Wednesday, May 17, 2023
Decision to not Review USDA Wetland Certification Upheld – What Does the Grassley Amendment Require?
Overview
The “Swampbuster” rules were enacted as part of the conservation provisions of the 1985 Farm Bill. In general, the rules prohibit the conversion of “wetland” to crop production by producers that are receiving farm program payments. A farmer that is determined to have improperly converted wetland is deemed ineligible for farm program payments. But an exception exists for wetland that was converted to crop production before December 23, 1985 – the effective date of the 1985 Farm Bill.
Under the Swampbuster rules, “wetland” has: (1) a predominance of hydric soil; (2) is inundated by surface or groundwater at a frequency and duration sufficient to support a prevalence of hydrophytic vegetation typically adapted for life in saturated soil conditions, and (3) under normal circumstances does support a prevalence of such vegetation. 7 C.F.R. §12.2(a). In other words, to be a wetland, a tract must have hydric soils, hydrophytic vegetation and wetland hydrology.
However, there have been several prominent cases in recent years illustrating that the Natural Resources Conservation Service (NRCS) has trouble applying the definition as it attempts to determine whether a particular tract has wetlands. A recent decision of the United States Department of Agriculture (USDA) National Appeals Division (NAD) makes the point.
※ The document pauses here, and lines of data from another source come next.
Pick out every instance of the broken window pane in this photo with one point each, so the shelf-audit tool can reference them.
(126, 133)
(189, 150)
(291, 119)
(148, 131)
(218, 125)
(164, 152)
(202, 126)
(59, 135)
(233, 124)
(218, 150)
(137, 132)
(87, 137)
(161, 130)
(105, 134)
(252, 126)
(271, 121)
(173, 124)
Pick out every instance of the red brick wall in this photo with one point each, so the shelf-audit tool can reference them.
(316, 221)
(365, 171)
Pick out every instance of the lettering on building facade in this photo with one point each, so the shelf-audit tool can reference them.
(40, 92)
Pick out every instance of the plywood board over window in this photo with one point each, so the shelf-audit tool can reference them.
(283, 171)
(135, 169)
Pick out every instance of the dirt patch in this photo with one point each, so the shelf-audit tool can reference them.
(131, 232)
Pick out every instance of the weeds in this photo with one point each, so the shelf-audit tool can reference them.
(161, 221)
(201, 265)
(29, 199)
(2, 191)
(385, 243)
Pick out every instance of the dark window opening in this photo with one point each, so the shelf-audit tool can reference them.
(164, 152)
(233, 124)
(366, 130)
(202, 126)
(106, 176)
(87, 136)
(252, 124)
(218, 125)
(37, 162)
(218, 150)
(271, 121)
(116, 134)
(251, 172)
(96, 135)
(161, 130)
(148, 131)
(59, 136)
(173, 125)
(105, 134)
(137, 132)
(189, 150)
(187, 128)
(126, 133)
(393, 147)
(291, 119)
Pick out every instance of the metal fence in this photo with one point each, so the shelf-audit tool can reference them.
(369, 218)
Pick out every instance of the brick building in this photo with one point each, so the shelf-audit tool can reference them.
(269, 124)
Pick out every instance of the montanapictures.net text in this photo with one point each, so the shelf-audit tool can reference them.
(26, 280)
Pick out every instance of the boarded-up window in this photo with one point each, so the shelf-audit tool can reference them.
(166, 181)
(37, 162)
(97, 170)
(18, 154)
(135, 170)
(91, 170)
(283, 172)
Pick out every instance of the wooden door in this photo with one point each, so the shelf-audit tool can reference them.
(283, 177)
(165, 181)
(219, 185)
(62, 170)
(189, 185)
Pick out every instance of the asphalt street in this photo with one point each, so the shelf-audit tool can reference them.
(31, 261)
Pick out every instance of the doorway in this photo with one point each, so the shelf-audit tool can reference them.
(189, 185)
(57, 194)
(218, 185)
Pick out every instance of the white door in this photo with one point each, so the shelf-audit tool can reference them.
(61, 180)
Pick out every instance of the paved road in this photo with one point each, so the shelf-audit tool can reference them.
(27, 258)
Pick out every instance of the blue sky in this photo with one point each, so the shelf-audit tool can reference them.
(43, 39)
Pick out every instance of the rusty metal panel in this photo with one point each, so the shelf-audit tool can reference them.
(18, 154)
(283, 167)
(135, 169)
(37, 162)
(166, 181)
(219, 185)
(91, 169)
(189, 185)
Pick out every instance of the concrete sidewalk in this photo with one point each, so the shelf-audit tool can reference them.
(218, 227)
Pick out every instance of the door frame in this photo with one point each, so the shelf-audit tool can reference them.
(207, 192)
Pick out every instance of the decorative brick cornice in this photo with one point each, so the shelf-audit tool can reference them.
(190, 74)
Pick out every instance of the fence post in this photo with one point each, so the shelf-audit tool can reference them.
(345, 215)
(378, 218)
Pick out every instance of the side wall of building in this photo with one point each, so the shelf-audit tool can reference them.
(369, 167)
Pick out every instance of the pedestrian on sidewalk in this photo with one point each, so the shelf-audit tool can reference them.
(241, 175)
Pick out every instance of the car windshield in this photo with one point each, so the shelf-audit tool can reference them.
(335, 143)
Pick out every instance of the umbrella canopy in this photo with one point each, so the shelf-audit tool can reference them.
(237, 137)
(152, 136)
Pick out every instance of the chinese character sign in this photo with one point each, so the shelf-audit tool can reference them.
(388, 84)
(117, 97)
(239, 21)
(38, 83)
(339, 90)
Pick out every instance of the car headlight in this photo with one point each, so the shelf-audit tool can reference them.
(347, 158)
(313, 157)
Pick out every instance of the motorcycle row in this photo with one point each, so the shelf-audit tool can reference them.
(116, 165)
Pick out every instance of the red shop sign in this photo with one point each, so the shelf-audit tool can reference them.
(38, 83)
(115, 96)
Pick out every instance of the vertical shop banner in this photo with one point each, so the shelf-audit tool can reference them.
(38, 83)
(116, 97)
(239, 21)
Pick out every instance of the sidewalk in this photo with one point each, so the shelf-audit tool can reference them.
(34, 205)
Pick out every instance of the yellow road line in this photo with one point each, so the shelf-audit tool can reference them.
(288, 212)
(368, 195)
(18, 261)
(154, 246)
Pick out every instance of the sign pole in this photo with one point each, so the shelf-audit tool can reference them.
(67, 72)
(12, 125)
Congress amended the Swampbuster statute in 1996 to curtail attempts of NRCS to frequently change wetland delineations. The amendment specified that prior wetland delineations could only be changed upon a farmer’s request. That amendment was the subject of a recent case involving a South Dakota farmer.
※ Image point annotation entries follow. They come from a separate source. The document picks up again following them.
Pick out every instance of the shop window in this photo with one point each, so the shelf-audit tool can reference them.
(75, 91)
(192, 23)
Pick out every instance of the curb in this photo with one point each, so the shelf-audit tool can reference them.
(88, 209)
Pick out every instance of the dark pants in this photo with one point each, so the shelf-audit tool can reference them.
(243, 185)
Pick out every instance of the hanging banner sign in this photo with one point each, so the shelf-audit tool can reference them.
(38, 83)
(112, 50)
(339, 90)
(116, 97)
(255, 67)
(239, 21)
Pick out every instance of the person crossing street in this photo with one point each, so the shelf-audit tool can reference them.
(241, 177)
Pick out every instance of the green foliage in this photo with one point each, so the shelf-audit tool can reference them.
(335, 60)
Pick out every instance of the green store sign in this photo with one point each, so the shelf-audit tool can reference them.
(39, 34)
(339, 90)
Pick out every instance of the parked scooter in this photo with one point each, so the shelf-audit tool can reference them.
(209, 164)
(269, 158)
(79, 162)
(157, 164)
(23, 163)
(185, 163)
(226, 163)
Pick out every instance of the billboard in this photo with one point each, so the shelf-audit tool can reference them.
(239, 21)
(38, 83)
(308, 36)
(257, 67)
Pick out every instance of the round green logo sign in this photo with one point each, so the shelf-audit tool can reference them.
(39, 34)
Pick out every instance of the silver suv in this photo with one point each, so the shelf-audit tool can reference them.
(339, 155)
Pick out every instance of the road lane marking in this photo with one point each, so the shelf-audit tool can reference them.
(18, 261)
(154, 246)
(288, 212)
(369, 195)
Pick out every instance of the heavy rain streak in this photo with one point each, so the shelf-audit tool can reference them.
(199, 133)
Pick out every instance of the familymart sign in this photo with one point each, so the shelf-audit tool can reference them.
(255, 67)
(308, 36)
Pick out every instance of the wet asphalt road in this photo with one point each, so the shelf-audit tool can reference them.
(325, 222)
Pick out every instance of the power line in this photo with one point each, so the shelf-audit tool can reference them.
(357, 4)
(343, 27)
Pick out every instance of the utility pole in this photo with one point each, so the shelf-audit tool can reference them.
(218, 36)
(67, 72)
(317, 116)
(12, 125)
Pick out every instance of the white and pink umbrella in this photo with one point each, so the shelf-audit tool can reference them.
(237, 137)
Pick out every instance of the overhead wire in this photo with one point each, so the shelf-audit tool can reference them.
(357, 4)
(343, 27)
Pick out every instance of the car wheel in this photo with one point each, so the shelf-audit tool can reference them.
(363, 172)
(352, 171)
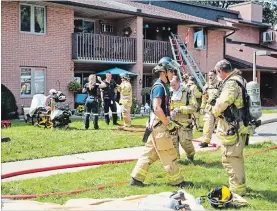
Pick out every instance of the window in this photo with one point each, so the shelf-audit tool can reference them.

The 1996 amendment to the Swampbuster rules – that’s the topic of today’s post.
The “Grassley” Amendment
In 1990, the Congress amended the Swampbuster Act to provide a review provision specifying that a prior wetland certification “shall remain valid and in effect…until such time as the person affected by the certification requests review of the certification by the Secretary.” 16 U.S.C. §3822(a)(4). This became known as the “Grassley Amendment” named after Senator Charles Grassley of Iowa. Based on the statutory amendment, the USDA developed a regulation, known as the “Review Regulation,” providing procedural requirements a farmer must follow to make an effective review request. The regulation said a request to review a certification could be made only if a natural event had altered the topography or hydrology of the land or if NRCS believed that the existing certification was erroneous. 7 C.F.R. §12.30(c)(6).
The Foster Case
Facts and trial court decision. In Foster v. United States Department of Agriculture, No. 4:21-CV-04081-RAL, 2022 U.S. Dist. LEXIS 117676 (D. S.D. Jul. 1, 2022), the plaintiff owned farmland containing a .8-acre portion that USDA certified as a “wetland” in 2011 under the Swampbuster provisions of 16 U.S.C. §§3801, 3821-3824. The wetland was about 8.5 inches deep at certain times during the year, particularly in the spring after snow melt and didn’t drain anywhere. The wetland resulted from a tree belt that had been planted in 1936 to prevent soil erosion. Snow accumulated around the tree belt in the winter and melted in the spring with the water collecting in a low spot in of the field before soaking into the ground or evaporating. In about one-half of the crop years, the puddle would dry out in time or planting. The certification meant that the puddle could not be drained so that it and the surrounding land could not be farmed without the loss of federal farm program benefits.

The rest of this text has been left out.